Multicenter pin care study

Orthop Nurs. 2005 Sep-Oct;24(5):349-60. doi: 10.1097/00006416-200509000-00011.

Abstract

Background: Pin-site infection is a common complication of external fixation. Because few studies have compared methods of pin care that reduce infection rate, there is a need for evidence-based practice guidelines for pin-site care.

Methods: Two of 10 original clinical centers completed a prospective, randomized pin-care study between May 2000 and May 2002 to determine which of seven methods for caring for skeletal pins (external fixator, traction, or halo) resulted in the fewest pin-site infections.

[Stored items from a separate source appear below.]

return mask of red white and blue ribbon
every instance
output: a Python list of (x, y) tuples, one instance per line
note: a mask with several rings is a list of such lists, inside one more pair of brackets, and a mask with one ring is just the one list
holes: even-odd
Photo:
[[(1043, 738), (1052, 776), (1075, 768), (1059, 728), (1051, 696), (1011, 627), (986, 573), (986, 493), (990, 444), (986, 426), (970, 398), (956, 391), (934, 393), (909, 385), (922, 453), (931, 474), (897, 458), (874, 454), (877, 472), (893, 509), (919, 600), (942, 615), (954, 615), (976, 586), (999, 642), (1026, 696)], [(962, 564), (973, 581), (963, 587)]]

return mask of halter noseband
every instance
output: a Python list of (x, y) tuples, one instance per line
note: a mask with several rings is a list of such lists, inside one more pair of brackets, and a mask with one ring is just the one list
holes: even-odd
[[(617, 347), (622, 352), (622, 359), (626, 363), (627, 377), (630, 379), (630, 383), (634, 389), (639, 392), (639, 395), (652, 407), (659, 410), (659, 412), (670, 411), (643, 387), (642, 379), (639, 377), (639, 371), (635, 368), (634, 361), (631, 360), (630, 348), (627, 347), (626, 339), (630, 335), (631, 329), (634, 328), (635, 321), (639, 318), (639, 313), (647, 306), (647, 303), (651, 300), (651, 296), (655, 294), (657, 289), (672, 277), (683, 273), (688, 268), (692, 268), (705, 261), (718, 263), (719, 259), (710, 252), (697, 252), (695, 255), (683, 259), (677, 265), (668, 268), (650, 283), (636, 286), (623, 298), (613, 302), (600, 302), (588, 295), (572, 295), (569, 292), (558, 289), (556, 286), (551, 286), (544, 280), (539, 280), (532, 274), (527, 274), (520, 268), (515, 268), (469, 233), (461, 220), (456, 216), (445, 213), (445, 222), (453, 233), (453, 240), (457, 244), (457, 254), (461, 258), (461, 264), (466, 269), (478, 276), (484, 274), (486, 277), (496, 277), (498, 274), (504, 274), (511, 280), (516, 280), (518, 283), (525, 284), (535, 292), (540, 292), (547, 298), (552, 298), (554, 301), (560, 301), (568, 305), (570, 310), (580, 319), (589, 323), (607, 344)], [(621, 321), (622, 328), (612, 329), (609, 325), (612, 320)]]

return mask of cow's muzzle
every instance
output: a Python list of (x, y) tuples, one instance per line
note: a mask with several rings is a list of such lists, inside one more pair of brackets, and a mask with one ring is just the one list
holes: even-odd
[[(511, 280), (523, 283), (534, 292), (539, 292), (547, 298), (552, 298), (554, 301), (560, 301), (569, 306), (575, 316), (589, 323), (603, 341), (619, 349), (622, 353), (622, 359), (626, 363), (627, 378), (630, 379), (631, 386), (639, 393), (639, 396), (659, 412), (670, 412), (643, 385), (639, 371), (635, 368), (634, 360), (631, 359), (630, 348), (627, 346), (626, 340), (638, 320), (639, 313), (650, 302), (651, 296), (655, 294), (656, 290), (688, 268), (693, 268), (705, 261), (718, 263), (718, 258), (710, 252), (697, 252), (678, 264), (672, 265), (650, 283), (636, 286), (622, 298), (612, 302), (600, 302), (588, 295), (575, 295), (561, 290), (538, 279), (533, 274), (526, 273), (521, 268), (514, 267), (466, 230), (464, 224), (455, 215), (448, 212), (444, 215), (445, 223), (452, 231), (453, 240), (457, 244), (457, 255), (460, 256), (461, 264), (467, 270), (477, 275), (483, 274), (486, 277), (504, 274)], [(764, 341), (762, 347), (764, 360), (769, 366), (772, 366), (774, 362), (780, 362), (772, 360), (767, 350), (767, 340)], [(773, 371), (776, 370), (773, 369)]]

Results: The 92 subjects had an average infection rate of 34%, and the 527 pins had a rate of 20%. Thirty patients (98 pins) had stage II infections, two patients (12 pins) had stage III infections, and none had deep infection or osteomyelitis. The protocols were (1) half-strength peroxide cleansing and gauze wraps (45%), (2) half-strength peroxide cleansing and Xeroform wraps (9%), (3) saline cleansing and gauze wraps (33%), (4) saline cleansing and Xeroform wraps (26%), (5) antibacterial soap-and-water cleansing and gauze (38%), (6) antibacterial soap-and-water cleansing and Xeroform gauze (50%), and (7) stable dressings with no pin cleansing (36%). Logistic regression analysis demonstrated significant inverse relationships (p = .05) between infection rate and age, as well as fixator type; the latter may be related to exposed threads.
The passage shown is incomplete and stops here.